Project Details
Projekt Print View

Functional proteogenomic characterization of mantle cell lymphoma

Applicant Dr. Julius Enßle
Subject Area Hematology, Oncology
Term from 2021 to 2023
Project identifier Deutsche Forschungsgemeinschaft (DFG) - Project number 463138470
 
Final Report Year 2024

Final Report Abstract

Mantle-cell lymphoma (MCL) is a B-cell Non-Hodgkin-Lymphoma (B-NHL) characterized by molecular and clinical heterogeneity. Despite recent advances in the use of targeted agents, immunochemotherapy, and cell therapeutics, drug resistance and relapses occur frequently. Hence, it is of high relevance to comprehensively characterize MCL, including different layers of biological and disease-related information, to identify high-risk patients and tailor novel therapies based on deep molecular profiles. To this end, we elucidated the proteogenomic landscape of 261 patients with de novo MCL. We used transcriptomic expression data from RNA sequencing and generated global proteome expression data by mass spectrometry analysis from formalin-fixed and paraffin-embedded tissue material.

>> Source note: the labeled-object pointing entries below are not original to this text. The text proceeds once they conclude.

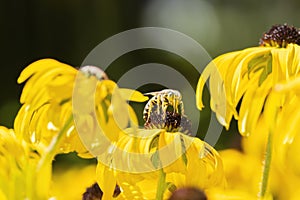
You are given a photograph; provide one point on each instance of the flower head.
(241, 81)
(151, 163)
(58, 97)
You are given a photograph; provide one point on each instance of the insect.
(160, 102)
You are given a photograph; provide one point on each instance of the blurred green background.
(67, 30)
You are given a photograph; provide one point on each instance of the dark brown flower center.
(280, 36)
(95, 193)
(171, 121)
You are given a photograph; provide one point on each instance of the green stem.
(161, 186)
(266, 167)
(53, 146)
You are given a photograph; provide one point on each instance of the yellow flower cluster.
(259, 87)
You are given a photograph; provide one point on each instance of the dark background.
(67, 30)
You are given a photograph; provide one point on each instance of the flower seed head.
(280, 36)
(171, 121)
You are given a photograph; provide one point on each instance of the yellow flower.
(55, 92)
(21, 176)
(241, 81)
(184, 161)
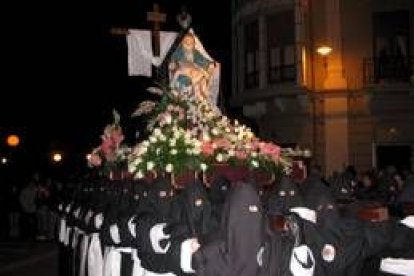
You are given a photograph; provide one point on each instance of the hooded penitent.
(238, 252)
(196, 209)
(284, 196)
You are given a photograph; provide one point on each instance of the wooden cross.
(156, 17)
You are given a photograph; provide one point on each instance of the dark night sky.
(63, 72)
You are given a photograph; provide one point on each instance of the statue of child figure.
(190, 68)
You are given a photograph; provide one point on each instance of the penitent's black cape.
(236, 253)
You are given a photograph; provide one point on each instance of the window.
(281, 47)
(391, 44)
(251, 37)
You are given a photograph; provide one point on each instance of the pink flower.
(95, 160)
(107, 146)
(207, 148)
(117, 136)
(270, 150)
(223, 143)
(241, 154)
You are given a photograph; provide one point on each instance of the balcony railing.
(388, 69)
(281, 74)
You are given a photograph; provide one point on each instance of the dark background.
(63, 72)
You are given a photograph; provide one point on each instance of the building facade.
(334, 76)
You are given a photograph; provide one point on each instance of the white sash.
(95, 257)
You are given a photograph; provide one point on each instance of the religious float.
(188, 136)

For multi-omics data integration of the different data layers, we applied a multiview latent variable model with domain-informed structured sparsity in the form of B-NHL-related feature sets. By inference of multi-omic latent factors within and across all data modalities, we identified distinct MCL proteogenotypes and multi-omic factors that associate with survival phenotypes. These proteogenotypes were mostly not linked to previously established risk factors, disease characteristics, or morphologic phenotypes. Moreover, characteristic biological motifs were enriched in these proteogenotypes, which were associated with differences in tumor proliferation, immune cell signals, and stromal infiltration. Together, this expands the present biological classification of MCL by including proteogenotypes with prognostic relevance. The integrated proteogenomic dataset provides a comprehensive resource for further molecular and translational research in MCL.